World War II breaks out not long after the publication of P' and this means that the seismological stations in Greenland come under American control. It becomes difficult to maintain contact with international colleagues and in terms of research it is a flat time for Inge Lehmann and seismology.
The only real man
After the war, she can resume her international connections and the success of P' and the discovery of the Earth’s inner core in 1936 means, among other things, that Inge Lehmann can now work as a lecturer all over the world.
The Australian-American professor of seismology Bruce Bold later characterises Inge Lehmann as an absolutely central figure for international seismology in the period after P'.
"You have no idea how many incompetent men I have had to compete with ...
Inge Lehmann to her nephew
But back at the institute her relationship with the director Niels E. Nørlund gets worse and worse.
They both have big personalities and Lehman, in particular, is no diplomat. For example, it can hardly be well received that she refers to herself as “the only real man in the place”.
All in all, Inge Lehmann has an increasingly strained relationship with the Geodetic Institute and 25 years later – in 1978 - when she is asked to write an article for a festschrift in celebration of the institute’s 50th anniversary, she flatly refuses.
Invitation to the United States
In 1951, Maurice Ewing from the Lamont Geological Observatory in New York visits Inge Lehmann and the seismological stations in Copenhagen.
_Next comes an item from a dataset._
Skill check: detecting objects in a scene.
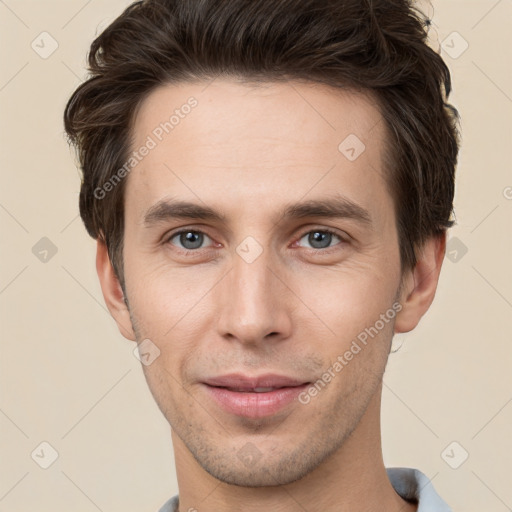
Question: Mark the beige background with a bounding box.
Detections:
[0,0,512,512]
He invites her to Lamont, where she will help research a new surface wave called Lg.He is a close friend and values her unique talent in reading seismograms.
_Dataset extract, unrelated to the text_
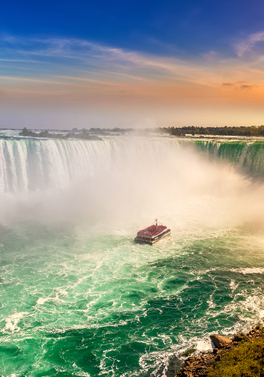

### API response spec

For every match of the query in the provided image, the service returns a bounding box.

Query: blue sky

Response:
[0,0,264,128]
Inge Lehmann leaves the following year, in 1952, and spends several months busily occupied with describing the new wave and she brings European seismograms to compare with the American observations.
Recognition
In this way, she demonstrates significant variations in the European and American measurements and it turns out to reflect differences in the Earth’s upper mantle beneath the continents.
In the United States, Inge Lehmann experiences recognition in a way that she is not used to back home in Denmark. Seismology had been an entirely new field when she started as Denmark’s first seismologist 27 years earlier, but by the early 1950s the field was established and they realised, the Americans in particular, how valuable seismological studies could be in relation to researching, among other things, subterranean nuclear tests.
Inge Lehmann is treated like a queen in the United States. She travels by military aircraft and Maurice Ewing does everything to get her over there and make sure she has a good stay.
Was she slighted?
The story goes that Inge Lehmann applies for a position as a professor of geophysics at the University of Copenhagen the same year as the trip to the United States, in 1952 – but she is passed over.
Perhaps it is because she is a woman or perhaps it is because at 64 she is too old and too close to retirement – which in any case is the official explanation from the Niels Bohr Archive.
In any case, it is Bohr’s candidate that is chosen and the relationship between the great researchers, Inge Lehmann and Niels Bohr, remains unclear.
But by the following year, she had at least had enough of her work and the Geodetic Institute and in 1953 she stops as state geodesist and retires – five years early.
In her summerhouse in Holte, Inge Lehmann created a comprehensive system of OTA Solgryn packages, where she kept her seismograms and measurements.
Filled with oatmeal packets
Inge Lehmann’s nephew, Niels Groes, who makes many trips to the summerhouse:
“I can remember Inge one Sunday in her beloved garden on Søbakkevej ... at a large table filled with oatmeal packages. In the packages were maps with information about earthquakes and the times they were registered all over the world. This was before there were computers, but the system was the same,” he recalls, adding:
“With her maps and oatmeal packages, Inge registered the speed of the spread of earthquakes around the world. It was against this background that she created new theories about the Earth’s interior,” explains Niels Groes.